Gleaner columnists pay tribute to Boyne
Daniel Thwaites: Champion Boyne gets nuff respect
Rev Ian Boyne was the gold standard bearer of opinion journalism. He reliably held his own in the sensible centre, allowing others - myself included - to roam the hinterlands with more freedom and abandon.
His genius was in his ability to do so with verve and freshness, and even while occasionally courting controversy. The payoff was respect and admiration from across the society. Rev Boyne might appear as the cause for stimulating debate on the latest Government action or Opposition policy, as well as he might appear in Alkaline's Champion Boy:
Dem yah story yah cyaa come pon ER
It haffi go-go pon Profile (Ian Boyne!)
I offer respect for his achievements as a columnist as one who shared real estate on The Sunday Gleaner's opinion pages, but more so as someone who understands the discipline and focus that Rev Boyne had to apply to this activity, even while pursuing an otherwise busy and productive life.
Martin Henry: Among the pillars, the mellowing originals was Ian
Right there among "the pillars", the mellowing "originals", was a young Ian Boyne alongside Morris Cargill, Carl Stone, Vincent Tulloch, Dawn Ritch and a few other established Gleaner columnists when Editor Dudley Stokes introduced his baker's dozen of 13 new columnists in October/November 1987. I among them. Ian has sadly and suddenly joined all those pillars out of the columns, and all but a couple of them in another place. Among the baker's dozen, I alone remain in the opinion columns of The Gleaner, and only one other writing elsewhere. Ian Boyne has been a colossus straddling media in print, television and radio. Bold, acerbic, learnt. He has copped the Morris Cargill Award for Opinion Journalism on several occasions and leaves behind a monumental corpus of work as his rich legacy some of it anchored in a book of selected columns. We shared themes and certainly length and an abiding interest in philosophy and religion as central to civilised human existence. But not style. Pugilist vs pacifist, hot vs cool, debater vs negotiator. To him I was Bredda Martin. Goodbye, Bredda Ian. In death, voracious reader, powerful writer, I will not call you Booklist Boyne.

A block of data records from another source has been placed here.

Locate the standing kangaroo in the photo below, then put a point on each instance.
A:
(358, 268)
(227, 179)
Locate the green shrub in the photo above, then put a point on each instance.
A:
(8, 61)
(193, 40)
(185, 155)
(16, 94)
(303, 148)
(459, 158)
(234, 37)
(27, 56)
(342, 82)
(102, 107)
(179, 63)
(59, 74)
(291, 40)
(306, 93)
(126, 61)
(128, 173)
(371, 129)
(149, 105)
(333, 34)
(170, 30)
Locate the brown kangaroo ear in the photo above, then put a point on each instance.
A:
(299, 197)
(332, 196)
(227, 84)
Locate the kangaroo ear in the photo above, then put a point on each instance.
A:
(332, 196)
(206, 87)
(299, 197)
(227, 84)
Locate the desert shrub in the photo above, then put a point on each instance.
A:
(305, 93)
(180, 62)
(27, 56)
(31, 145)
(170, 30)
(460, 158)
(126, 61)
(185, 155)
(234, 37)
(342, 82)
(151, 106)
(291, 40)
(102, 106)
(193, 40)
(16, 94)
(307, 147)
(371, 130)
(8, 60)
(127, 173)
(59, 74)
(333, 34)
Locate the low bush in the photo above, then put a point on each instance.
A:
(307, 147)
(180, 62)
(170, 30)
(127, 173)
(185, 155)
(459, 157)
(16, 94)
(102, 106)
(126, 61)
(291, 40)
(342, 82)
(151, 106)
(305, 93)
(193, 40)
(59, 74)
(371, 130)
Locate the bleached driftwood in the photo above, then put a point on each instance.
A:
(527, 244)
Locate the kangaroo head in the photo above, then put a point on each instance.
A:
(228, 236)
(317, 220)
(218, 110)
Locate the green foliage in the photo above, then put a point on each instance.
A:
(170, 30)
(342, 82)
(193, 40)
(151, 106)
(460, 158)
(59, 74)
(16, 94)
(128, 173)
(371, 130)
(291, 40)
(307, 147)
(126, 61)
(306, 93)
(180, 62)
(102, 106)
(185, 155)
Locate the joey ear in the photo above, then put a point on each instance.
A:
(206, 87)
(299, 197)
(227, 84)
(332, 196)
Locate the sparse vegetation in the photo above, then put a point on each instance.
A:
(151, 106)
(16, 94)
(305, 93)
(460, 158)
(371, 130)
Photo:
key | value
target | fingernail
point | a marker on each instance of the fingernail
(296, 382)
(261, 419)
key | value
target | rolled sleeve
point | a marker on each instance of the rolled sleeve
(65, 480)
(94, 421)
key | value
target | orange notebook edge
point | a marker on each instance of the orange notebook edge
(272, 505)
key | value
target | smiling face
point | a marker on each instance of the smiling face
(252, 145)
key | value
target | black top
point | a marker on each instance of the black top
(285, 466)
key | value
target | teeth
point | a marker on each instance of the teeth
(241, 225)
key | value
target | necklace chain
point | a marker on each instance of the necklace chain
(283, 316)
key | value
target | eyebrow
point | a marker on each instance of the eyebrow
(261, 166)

Rev Peter Espeut: He made mentally lazy churchmen uncomfortable
I never met Ian Boyne outside the context of an interview or a theological debate, and so our encounters were largely intellectual. But stimulating they always were! We respected each others' minds, and our rational framework, although we often came to different conclusions. He sometimes would call to congratulate me on a column, and mention me in his; too few would engage him in religious debate, because very few were as familiar with the subject matter as Ian. Through his television interview programme 'Religious Hard Talk' he provided intellectual space for all religious ideas to contend, even crackpot ones. He was iconoclastic, challenging so profoundly the very foundations of mainstream Christianity, that he made mentally lazy churchmen uncomfortable. But his back was broad: he did not avoid logical and theological challenges to his own Armstrongian version of Sabbatarianism, even though, despite his interviewing style, he rarely engaged in debate about his own faith. His abrupt departure leaves us with unfinished business. I will miss him deeply.
John Rapley: We shall miss him terribly
I have lost a real friend, and Jamaica has lost a great servant and one of its finest public intellectuals. Ian had a hunger for ideas that was rivalled only by his passionate determination that those ideas should be put to the service of people. A critical commentator who never lost sight of the vital importance of civility, he aimed to find a common space that would unite all Jamaicans across our various divisions. We shall miss him terribly.